High-molecular-weight polyethylene glycol prevents lethal sepsis due to intestinal Pseudomonas aeruginosa.


PMID 14762786

Abstract

During stress, erosion of protective intestinal mucus occurs in association with adherence to and disruption of the intestinal epithelial barrier by invading opportunistic microbial pathogens. The aims of this study were to test the ability of a high-molecular-weight polyethylene glycol compound, polyethylene glycol 15-20, to protect the intestinal epithelium against microbial invasion during stress. The ability of polyethylene glycol 15-20 to protect the intestinal epithelium against the opportunistic pathogen Pseudomonas aeruginosa was tested in cultured Caco-2 cells. Bacterial virulence gene expression, bacterial adherence, and transepithelial electrical resistance were examined in response to apical inoculation of P. aeruginosa onto Caco-2 cells. Complementary in vivo studies were performed in a murine model of lethal sepsis due to intestinal P. aeruginosa in which surgical stress (30% hepatectomy) was combined with direct inoculation of P. aeruginosa into the cecum. High-molecular-weight polyethylene glycol (polyethylene glycol 15-20) conferred complete protection against the barrier-dysregulating effects of P. aeruginosa in Caco-2 cells. Intestinal application of polyethylene glycol 15-20 in stressed mice protected against the lethal effects of intestinal P. aeruginosa.

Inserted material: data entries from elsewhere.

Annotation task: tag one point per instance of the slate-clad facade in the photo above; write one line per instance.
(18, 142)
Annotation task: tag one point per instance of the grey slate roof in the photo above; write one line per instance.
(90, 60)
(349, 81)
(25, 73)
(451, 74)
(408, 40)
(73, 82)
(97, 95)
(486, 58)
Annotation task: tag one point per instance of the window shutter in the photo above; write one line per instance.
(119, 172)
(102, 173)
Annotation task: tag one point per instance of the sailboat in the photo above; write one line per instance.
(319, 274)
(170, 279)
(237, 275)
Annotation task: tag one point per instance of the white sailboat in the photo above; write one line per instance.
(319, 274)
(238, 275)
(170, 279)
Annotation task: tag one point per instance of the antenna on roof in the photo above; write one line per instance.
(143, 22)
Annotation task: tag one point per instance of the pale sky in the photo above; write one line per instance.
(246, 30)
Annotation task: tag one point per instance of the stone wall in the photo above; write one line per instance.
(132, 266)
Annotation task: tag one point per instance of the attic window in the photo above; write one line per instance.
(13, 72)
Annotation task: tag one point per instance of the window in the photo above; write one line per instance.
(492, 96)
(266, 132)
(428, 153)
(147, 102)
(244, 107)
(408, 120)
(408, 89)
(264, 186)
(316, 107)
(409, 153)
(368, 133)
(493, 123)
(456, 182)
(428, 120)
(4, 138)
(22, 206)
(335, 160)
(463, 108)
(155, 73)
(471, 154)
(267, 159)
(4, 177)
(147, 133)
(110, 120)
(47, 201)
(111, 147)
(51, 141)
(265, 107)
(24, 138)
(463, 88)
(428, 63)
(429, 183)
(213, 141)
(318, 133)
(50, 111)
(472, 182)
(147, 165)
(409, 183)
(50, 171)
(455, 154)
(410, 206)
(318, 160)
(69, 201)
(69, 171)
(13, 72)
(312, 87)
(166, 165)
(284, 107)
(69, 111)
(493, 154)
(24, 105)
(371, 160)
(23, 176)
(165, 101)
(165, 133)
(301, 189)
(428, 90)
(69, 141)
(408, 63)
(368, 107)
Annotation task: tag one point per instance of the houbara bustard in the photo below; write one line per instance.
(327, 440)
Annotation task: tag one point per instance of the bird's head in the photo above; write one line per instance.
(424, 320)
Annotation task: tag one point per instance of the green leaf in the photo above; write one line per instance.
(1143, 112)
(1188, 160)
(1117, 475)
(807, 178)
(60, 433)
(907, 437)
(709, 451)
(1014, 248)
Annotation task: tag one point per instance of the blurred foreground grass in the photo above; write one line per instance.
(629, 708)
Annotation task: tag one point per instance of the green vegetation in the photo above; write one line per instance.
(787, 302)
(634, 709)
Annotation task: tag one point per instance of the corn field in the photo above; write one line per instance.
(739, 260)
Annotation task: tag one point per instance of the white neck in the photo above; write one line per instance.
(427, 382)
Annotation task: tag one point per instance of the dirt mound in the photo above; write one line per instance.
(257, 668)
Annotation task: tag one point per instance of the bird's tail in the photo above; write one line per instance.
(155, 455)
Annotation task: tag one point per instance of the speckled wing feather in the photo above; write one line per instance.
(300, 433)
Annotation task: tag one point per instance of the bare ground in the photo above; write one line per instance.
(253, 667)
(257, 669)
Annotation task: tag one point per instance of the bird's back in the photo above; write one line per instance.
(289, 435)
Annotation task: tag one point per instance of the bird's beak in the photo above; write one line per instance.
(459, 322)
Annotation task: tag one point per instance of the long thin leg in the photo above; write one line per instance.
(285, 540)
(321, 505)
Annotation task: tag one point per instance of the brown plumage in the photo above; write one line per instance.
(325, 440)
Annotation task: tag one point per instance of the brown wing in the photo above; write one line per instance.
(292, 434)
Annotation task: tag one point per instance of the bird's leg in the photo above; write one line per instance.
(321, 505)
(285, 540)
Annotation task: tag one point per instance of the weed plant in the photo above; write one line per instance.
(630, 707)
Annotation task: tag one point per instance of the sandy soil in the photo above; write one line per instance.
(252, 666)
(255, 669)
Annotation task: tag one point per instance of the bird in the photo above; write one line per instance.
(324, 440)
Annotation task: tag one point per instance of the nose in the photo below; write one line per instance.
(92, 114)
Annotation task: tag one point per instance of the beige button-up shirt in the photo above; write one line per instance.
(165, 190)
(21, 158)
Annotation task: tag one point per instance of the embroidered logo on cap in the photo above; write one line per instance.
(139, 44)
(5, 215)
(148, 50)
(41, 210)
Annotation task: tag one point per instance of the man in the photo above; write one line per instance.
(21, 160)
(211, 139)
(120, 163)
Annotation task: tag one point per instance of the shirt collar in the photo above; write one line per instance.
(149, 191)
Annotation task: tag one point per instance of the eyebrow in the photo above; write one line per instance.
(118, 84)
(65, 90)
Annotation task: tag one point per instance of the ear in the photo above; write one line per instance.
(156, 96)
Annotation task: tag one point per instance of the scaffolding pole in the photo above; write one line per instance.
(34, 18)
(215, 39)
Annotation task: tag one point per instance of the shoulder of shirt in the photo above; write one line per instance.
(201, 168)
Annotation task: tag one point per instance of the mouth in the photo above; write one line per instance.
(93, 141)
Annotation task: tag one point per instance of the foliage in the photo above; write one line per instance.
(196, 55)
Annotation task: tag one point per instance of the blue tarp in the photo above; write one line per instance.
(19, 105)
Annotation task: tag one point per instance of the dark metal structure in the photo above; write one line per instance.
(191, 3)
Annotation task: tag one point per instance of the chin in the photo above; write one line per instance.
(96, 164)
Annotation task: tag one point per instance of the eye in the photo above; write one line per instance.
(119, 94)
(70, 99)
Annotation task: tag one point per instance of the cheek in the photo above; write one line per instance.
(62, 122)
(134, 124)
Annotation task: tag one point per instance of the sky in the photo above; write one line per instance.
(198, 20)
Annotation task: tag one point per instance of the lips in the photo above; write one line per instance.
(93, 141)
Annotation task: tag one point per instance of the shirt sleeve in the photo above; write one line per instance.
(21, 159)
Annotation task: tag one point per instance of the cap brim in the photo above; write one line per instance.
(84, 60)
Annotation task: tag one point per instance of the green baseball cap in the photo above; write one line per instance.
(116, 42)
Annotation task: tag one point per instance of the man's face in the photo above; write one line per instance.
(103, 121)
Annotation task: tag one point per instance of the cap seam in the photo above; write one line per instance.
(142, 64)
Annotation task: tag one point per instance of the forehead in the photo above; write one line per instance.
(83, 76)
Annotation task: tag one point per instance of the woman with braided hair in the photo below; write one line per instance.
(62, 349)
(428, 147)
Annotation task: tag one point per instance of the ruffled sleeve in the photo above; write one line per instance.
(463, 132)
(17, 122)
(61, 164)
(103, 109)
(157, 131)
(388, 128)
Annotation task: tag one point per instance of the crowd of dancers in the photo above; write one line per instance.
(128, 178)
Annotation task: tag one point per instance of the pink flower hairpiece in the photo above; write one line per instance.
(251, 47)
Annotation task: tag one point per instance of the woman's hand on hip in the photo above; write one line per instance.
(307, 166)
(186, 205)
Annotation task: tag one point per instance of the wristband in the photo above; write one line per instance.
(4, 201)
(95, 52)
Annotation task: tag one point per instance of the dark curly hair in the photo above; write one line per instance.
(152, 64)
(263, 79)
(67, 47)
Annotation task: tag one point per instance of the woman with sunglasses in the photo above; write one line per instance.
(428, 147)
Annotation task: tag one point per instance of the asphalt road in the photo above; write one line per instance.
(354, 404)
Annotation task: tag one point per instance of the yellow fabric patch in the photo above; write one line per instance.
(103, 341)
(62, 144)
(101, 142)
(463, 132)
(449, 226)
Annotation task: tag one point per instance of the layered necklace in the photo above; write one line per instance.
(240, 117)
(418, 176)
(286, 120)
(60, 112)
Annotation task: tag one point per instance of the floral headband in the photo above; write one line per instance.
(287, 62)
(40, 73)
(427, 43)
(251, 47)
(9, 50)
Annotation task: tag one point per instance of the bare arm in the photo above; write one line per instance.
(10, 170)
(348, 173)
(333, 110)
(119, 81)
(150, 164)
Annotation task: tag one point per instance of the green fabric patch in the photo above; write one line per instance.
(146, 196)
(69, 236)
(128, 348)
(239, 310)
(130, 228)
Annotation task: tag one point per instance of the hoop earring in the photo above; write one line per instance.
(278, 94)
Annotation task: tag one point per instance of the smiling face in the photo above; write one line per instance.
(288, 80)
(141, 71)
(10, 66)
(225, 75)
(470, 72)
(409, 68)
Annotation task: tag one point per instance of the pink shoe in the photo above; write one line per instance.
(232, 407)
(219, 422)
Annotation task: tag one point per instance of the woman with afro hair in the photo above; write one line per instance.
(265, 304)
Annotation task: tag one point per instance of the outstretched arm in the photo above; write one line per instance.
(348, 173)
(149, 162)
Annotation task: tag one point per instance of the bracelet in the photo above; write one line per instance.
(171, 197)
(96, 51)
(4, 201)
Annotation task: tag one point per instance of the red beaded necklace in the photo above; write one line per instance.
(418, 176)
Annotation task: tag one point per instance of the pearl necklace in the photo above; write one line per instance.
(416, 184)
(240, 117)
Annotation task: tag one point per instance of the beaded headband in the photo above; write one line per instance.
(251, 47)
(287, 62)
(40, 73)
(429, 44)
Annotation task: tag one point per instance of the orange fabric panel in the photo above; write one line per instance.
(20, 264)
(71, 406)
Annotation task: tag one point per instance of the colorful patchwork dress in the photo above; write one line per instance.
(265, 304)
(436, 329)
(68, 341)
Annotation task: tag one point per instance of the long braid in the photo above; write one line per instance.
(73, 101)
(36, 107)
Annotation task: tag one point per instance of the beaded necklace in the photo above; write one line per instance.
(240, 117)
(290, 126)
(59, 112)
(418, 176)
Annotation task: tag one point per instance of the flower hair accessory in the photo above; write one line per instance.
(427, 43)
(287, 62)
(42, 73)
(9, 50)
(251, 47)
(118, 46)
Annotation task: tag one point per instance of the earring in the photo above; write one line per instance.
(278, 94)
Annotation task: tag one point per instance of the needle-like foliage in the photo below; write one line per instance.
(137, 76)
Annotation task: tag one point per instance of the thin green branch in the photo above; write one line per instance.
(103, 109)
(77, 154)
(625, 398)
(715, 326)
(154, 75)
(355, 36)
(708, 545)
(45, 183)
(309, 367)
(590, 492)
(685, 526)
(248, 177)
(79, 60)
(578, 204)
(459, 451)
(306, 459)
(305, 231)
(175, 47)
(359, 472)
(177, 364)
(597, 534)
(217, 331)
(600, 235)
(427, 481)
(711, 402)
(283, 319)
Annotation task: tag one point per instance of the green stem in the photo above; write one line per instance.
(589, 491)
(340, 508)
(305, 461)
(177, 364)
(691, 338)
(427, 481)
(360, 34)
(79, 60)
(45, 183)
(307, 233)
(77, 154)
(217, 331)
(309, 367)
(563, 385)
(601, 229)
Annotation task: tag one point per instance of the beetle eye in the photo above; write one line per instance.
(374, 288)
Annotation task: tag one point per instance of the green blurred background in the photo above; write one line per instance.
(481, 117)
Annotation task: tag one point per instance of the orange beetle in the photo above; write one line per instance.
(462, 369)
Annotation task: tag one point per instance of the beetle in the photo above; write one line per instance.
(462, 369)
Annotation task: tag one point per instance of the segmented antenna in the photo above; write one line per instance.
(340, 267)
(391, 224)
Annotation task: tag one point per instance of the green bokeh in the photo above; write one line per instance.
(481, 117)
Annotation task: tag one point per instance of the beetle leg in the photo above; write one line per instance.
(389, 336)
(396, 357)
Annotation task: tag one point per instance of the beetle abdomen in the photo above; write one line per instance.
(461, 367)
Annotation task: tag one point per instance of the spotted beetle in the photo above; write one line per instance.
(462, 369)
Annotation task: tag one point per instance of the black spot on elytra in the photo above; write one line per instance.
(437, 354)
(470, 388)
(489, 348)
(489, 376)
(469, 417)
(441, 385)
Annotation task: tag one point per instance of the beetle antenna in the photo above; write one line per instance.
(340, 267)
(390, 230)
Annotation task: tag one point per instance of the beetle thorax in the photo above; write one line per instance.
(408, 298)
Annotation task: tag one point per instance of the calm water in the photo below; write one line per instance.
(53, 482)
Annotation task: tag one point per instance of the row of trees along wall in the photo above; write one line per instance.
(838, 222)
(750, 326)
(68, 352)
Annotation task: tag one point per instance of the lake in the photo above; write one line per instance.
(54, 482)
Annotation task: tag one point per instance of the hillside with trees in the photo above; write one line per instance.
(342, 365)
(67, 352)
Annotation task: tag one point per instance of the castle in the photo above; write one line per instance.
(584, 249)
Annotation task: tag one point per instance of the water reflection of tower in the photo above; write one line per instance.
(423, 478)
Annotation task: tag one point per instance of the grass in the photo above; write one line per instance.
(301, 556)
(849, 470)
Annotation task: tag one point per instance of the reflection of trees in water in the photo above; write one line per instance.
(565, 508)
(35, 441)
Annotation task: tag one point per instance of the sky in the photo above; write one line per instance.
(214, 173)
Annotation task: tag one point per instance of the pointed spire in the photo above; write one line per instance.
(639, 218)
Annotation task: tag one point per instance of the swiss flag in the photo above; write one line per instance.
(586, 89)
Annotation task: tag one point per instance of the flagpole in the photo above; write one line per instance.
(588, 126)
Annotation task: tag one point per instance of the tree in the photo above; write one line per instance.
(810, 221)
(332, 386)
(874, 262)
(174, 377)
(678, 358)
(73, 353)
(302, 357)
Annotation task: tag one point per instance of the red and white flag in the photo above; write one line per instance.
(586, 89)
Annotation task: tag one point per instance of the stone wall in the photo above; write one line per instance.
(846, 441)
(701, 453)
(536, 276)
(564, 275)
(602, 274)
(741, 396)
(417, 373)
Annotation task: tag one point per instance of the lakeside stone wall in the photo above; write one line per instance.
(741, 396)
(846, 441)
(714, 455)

Mechanisms of this effect seem to involve the ability of polyethylene glycol 15-20 to distance P. aeruginosa from the intestinal epithelium and render it completely insensate to key environmental stimuli that activate its virulence. High-molecular-weight polyethylene glycol has the potential to function as a surrogate mucin within the intestinal tract of a stressed host by inhibiting key interactive events between colonizing microbes and their epithelial cell targets.